Mumbai, December 17
After several years of downgrades to the country’s medium-term growth outlook, the estimates are likely to be upgraded now, Credit Suisse said in a report.
The country’s economy is showing signs of bottoming out, it said.
According to the report, the consensus forecasts of GDP growth for FY-2022 over FY-2020 stopped falling after October 2020 (currently at (-) 1 per cent). Analysts at Credit Suisse expect these estimates to be revised upwards.
“After several years of downgrades to India’s medium-term growth outlook, we believe upgrades are now likely.
“The easing of monetary conditions reverses the tightness of 2015-18, with the large balance of payments (BoP) surpluses that have allowed for this, also providing the macroeconomic scope for a stimulus,” Credit Suisse co-head of equity strategy, Asia Pacific and India equity strategist, Neelkanth Mishra told reporters on Thursday.
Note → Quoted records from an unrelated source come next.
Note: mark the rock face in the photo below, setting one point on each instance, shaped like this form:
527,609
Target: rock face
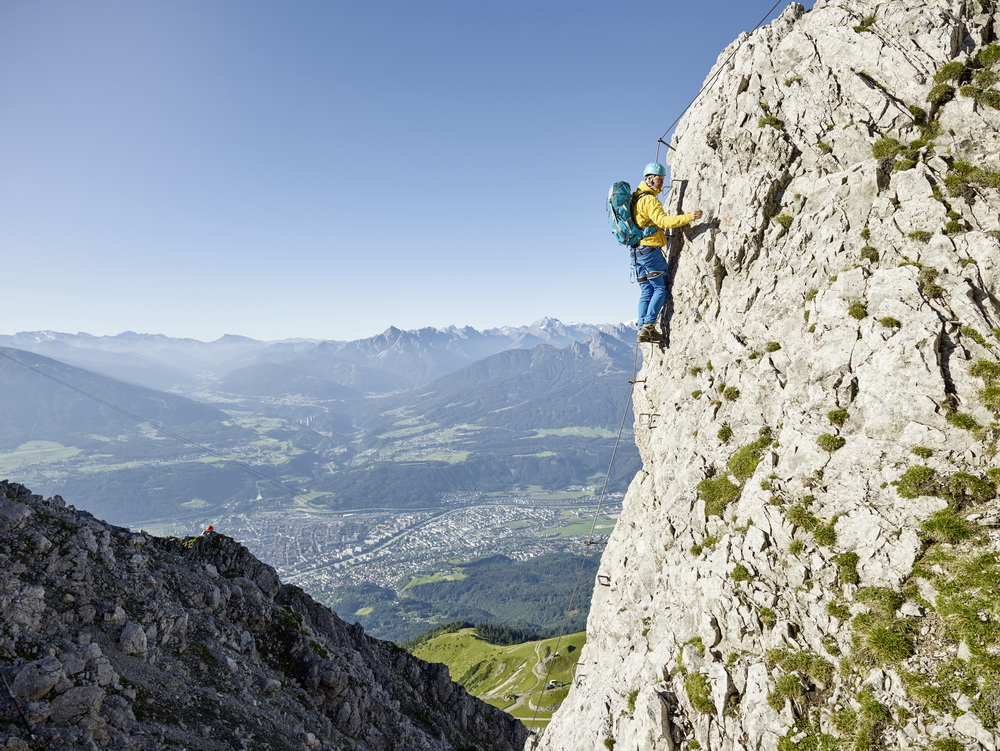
120,640
809,558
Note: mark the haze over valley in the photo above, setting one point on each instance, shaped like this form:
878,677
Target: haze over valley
371,473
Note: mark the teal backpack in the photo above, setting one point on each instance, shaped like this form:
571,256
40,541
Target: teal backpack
621,216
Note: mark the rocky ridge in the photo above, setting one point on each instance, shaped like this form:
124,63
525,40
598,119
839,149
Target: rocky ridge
810,558
121,640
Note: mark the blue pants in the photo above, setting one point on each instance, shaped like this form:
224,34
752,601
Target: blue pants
650,271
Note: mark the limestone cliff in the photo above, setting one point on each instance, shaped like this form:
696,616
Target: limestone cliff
809,558
111,639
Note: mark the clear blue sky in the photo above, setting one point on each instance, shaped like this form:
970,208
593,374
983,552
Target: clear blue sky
319,168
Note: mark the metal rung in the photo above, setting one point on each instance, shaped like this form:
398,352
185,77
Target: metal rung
649,420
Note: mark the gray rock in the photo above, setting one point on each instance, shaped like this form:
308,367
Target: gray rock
36,679
133,640
76,703
816,245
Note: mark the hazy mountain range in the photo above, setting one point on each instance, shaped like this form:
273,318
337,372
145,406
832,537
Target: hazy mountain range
395,419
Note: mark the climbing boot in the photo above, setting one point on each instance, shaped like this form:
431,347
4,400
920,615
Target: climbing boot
649,333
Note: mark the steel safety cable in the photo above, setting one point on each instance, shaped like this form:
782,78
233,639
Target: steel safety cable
586,553
710,81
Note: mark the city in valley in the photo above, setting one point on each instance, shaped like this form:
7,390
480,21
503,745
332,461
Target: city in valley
320,550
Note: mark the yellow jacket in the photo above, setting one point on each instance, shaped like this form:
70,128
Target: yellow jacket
649,211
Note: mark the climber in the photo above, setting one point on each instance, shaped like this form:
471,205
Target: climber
648,261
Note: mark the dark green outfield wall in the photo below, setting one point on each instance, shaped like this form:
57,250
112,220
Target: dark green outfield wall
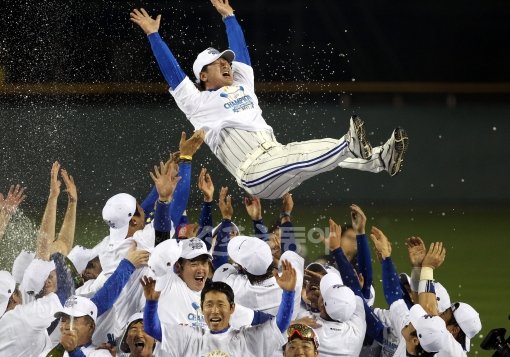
456,155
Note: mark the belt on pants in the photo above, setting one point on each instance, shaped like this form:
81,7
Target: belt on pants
251,157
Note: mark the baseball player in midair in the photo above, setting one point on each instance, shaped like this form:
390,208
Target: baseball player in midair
223,103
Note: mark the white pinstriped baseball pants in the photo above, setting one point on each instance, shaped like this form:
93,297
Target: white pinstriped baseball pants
272,169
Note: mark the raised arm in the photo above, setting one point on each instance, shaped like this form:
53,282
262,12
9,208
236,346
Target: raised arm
151,323
254,210
9,205
220,254
65,240
167,63
286,282
205,222
359,221
46,234
235,35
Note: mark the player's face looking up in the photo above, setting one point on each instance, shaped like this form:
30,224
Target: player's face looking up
217,74
140,344
217,310
194,272
299,347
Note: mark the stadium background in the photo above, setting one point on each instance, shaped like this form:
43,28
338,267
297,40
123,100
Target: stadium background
78,84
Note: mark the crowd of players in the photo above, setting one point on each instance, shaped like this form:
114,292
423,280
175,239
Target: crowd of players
160,285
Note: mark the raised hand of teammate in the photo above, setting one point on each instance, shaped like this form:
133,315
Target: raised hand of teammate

The multi-year real estate cycle is no longer a drag on the economy, Mishra said, adding that there is a pro-growth shift in the country’s industrial policy.
Mishra said the production-linked incentive (PLI) schemes could add 1.7 per cent to GDP by FY-27, or an average of 0.3-0.5 per cent a year.
The cuts in corporate tax rates in September 2019 and the labour law reforms should contribute as well.
The report said a pro-cyclical fiscal policy was a drag on growth in the September 2020 quarter and was now likely to support it as the earlier-than-expected rebound in economic momentum boosts (central and state) government tax receipts.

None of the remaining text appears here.